Mike - Wessex MS Therapy Centre
Mike was diagnosed with MS in 2000. A chance sighting of a sign for his local MS centre led to a massive improvement in his quality of life.
Seven years ago I moved to Warminster in Wiltshire to live near my son and I passed a building with the words Wessex Multiple Sclerosis Therapy Centre written on the side. I had been diagnosed with MS 16 years previously, so we dropped in to see what they had to offer.
My son and I were blown away by the friendly, helpful atmosphere offered by this small charity. It’s managed by paid staff with lots of volunteers helping with the day to day running of the centre. Since becoming a member I now volunteer myself as a receptionist two days a week.
Even though I love my volunteering days as a receptionist, where I feel useful and needed (and there is plenty of room for my wheelchair behind the desk) I really enjoy a Monday when I have regular therapies.
I start with physiotherapy. The gym is equipped with all mod cons including therabikes, a treadmill, standing frames, an easy-stand glider and a Tyrostation. The Tyrostation is a brand-new piece of equipment that works both physically and cognitively with my MS body and brain.
After physio I always feel stronger. I know that by working on my core strengths I will be able to sit for longer, and they are working hard to help me walk again.
I then join the seated cardio silent disco. This is brilliant for those of us in wheelchairs (actually it’s brilliant for everyone!) The headphones help you to get lost in the music, whilst exercising the upper body and arms. You can even sing along, and no-one can hear you because everyone in the room is also wearing headphones.

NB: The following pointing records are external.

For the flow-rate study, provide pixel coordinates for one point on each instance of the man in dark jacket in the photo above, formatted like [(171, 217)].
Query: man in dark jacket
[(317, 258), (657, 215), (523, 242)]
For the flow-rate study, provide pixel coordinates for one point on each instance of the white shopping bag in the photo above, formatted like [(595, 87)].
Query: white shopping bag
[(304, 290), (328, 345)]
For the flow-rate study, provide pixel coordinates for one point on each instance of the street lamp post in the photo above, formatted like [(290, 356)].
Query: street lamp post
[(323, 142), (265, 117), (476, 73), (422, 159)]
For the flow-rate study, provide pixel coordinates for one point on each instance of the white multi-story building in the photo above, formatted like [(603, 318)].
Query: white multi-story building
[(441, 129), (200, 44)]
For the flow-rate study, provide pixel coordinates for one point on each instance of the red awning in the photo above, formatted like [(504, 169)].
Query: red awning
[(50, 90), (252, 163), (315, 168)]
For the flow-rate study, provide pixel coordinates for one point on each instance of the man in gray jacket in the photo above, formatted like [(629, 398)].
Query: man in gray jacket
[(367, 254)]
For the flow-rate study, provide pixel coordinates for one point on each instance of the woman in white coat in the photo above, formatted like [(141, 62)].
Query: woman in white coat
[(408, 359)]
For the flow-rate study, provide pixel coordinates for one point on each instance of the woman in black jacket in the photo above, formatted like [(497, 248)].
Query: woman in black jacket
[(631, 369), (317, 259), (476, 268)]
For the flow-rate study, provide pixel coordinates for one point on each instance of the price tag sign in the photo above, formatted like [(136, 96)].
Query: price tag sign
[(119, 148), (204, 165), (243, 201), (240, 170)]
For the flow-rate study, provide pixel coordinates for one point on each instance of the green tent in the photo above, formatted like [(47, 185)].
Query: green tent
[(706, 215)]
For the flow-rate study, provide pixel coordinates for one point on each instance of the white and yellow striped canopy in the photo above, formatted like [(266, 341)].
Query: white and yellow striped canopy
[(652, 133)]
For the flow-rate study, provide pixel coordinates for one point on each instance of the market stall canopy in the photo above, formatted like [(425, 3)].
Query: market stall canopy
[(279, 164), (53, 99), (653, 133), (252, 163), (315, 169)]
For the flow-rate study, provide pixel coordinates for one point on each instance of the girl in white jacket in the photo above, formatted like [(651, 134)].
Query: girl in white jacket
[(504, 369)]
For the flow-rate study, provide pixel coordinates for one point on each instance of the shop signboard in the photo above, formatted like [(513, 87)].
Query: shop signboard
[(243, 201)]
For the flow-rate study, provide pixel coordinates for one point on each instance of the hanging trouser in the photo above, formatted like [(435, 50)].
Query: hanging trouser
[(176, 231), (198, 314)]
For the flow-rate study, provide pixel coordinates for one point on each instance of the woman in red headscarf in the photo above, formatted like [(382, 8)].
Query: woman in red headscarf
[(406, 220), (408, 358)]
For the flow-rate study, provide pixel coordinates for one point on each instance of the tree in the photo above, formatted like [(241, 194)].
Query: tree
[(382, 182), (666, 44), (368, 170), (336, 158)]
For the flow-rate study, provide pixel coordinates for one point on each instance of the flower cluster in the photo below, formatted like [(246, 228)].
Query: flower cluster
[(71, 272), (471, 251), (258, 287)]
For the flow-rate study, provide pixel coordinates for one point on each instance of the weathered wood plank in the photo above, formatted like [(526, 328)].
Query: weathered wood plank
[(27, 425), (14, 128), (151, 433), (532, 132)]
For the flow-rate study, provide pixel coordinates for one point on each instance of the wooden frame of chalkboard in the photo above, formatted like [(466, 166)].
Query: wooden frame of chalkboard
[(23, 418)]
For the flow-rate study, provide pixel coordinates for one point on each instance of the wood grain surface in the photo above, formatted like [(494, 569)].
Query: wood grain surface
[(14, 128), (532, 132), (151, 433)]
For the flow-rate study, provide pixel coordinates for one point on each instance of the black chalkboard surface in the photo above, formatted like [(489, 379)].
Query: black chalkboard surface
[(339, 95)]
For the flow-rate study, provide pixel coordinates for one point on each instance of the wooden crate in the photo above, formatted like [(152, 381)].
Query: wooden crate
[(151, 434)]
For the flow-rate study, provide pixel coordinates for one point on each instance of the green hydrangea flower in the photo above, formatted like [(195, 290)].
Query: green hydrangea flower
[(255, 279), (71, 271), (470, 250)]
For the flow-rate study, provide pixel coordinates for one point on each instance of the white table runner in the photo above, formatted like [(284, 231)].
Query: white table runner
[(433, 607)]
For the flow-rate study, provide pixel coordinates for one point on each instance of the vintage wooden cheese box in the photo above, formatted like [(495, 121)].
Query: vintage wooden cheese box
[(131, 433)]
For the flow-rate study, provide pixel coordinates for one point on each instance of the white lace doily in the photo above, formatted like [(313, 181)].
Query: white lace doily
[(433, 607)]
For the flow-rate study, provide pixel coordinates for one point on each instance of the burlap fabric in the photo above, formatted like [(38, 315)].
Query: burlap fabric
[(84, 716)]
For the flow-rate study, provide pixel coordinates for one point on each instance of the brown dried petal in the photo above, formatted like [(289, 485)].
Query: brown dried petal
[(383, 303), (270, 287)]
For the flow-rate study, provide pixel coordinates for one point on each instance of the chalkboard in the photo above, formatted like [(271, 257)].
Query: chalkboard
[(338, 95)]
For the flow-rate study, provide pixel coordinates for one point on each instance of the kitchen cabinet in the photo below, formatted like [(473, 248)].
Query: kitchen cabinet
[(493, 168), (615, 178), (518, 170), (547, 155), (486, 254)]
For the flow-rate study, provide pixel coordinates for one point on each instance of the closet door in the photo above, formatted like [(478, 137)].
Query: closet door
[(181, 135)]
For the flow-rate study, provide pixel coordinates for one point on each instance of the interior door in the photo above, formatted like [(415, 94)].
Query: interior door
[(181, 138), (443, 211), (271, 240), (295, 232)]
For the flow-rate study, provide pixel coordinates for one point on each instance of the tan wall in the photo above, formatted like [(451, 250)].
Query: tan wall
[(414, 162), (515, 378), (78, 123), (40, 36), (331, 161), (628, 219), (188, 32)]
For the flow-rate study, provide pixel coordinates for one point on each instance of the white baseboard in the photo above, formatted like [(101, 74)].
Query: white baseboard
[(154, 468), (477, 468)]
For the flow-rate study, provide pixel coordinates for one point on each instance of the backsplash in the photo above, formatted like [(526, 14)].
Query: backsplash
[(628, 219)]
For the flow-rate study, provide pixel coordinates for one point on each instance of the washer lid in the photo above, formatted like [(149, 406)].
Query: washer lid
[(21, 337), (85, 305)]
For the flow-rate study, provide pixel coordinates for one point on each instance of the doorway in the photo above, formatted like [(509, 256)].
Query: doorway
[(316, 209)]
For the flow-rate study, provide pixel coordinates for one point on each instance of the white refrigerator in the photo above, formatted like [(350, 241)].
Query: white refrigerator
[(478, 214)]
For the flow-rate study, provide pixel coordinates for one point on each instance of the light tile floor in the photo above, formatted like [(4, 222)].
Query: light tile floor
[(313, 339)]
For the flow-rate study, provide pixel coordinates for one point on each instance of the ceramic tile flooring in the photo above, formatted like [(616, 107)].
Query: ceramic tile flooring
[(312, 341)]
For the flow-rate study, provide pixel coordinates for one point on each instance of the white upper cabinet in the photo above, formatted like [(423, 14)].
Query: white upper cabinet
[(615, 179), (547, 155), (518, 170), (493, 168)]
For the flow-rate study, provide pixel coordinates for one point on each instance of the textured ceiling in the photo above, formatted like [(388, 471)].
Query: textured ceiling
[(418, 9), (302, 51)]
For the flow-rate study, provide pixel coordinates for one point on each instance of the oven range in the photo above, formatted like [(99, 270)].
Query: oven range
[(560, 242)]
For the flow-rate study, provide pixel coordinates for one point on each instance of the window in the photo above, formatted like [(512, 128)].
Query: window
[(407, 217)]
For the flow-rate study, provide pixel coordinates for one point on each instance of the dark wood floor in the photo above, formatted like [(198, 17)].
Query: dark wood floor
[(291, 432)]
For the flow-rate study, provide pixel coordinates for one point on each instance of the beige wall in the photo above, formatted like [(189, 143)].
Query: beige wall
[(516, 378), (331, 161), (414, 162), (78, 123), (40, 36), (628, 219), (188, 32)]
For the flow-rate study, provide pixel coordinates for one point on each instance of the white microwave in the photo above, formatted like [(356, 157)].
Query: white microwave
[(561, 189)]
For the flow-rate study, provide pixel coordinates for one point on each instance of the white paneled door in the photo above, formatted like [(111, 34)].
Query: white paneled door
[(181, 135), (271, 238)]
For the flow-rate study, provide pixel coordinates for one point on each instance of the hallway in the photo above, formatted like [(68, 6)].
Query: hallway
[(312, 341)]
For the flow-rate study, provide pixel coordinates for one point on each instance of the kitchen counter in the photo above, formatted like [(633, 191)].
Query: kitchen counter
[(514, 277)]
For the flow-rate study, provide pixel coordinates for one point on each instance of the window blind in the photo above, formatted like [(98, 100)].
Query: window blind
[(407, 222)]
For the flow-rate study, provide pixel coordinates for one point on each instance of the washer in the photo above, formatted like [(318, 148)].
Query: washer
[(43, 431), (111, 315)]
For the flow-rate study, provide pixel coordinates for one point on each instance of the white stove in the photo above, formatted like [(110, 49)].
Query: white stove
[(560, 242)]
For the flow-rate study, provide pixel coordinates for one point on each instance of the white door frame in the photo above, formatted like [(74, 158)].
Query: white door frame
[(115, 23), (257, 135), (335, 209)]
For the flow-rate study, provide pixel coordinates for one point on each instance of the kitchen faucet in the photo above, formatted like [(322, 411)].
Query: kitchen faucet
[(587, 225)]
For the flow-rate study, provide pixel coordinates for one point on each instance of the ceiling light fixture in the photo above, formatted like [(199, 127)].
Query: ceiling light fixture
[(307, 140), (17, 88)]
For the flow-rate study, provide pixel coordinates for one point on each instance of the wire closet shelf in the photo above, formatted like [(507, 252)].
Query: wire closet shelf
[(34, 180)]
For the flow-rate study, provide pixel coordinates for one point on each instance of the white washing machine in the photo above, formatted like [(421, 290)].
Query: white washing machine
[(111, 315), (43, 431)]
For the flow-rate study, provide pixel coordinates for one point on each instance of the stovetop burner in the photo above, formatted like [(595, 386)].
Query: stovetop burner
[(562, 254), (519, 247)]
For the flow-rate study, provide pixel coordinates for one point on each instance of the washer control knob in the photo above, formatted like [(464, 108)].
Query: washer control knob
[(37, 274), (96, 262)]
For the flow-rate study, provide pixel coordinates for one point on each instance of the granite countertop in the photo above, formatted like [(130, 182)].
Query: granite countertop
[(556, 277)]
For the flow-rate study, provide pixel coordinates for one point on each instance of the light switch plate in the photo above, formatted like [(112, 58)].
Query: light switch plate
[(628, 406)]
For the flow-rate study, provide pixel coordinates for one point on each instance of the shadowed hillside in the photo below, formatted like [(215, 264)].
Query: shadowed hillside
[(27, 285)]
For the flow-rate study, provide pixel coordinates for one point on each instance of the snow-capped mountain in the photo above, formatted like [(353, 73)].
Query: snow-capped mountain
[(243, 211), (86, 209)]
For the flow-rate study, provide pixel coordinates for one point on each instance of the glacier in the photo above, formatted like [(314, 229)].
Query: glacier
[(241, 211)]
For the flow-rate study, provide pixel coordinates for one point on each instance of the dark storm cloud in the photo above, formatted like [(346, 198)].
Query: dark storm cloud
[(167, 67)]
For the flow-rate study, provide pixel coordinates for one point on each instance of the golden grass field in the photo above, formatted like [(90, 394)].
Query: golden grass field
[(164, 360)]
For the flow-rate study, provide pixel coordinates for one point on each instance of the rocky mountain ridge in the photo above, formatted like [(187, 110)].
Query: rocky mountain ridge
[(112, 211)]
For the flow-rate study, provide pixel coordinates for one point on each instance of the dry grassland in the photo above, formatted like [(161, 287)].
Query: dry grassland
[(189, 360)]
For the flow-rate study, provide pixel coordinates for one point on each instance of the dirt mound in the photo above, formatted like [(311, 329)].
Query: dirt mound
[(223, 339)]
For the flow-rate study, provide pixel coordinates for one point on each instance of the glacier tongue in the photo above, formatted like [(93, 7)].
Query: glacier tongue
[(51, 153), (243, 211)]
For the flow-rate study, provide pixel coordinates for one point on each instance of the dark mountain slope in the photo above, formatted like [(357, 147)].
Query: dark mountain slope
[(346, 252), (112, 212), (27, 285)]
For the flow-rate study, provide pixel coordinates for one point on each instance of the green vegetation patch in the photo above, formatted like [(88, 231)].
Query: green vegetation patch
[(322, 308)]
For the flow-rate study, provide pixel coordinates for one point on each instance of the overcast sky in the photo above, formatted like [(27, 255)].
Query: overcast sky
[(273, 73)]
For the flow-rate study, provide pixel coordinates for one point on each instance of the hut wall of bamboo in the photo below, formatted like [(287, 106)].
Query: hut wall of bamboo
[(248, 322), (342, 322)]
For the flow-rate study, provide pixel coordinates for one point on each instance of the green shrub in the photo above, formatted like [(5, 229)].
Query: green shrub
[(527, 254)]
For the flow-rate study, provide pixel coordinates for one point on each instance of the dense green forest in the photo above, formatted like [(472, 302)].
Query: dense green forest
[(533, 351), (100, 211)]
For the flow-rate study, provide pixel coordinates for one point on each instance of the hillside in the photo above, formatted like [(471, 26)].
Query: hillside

After a break for lunch I have oxygen therapy. I can’t tell you how good oxygen therapy is for my MS. It helps to relieve my joint pains and helps me to manage my muscle spasms. I no longer feel so fatigued and since I started weekly sessions my brain fog has almost completely gone.
For the last session of the day I join the singing circle with a music therapist. Singing isn’t something I ever thought I would get involved in, but when I learnt the therapist works hard on strengthening vocal cords, breathing exercises and lung capacity, I knew it would be good for my MS.
During 2020 I was in hospital with Covid for eight months. I ended up in the intensive care unit for several weeks, and even now I feel lucky to be alive. More than anything else, I know it is the care, support and kindness I get from everyone at the therapy centre that has got me back to good health.
I don’t like having MS and I could sit at home feeling sorry for myself, becoming more and more disabled - which is exactly what I was doing before I found my local therapy centre. But now I feel in control of my MS and it is thanks to everyone at the centre that it really has improved the quality of my life. I am forever grateful.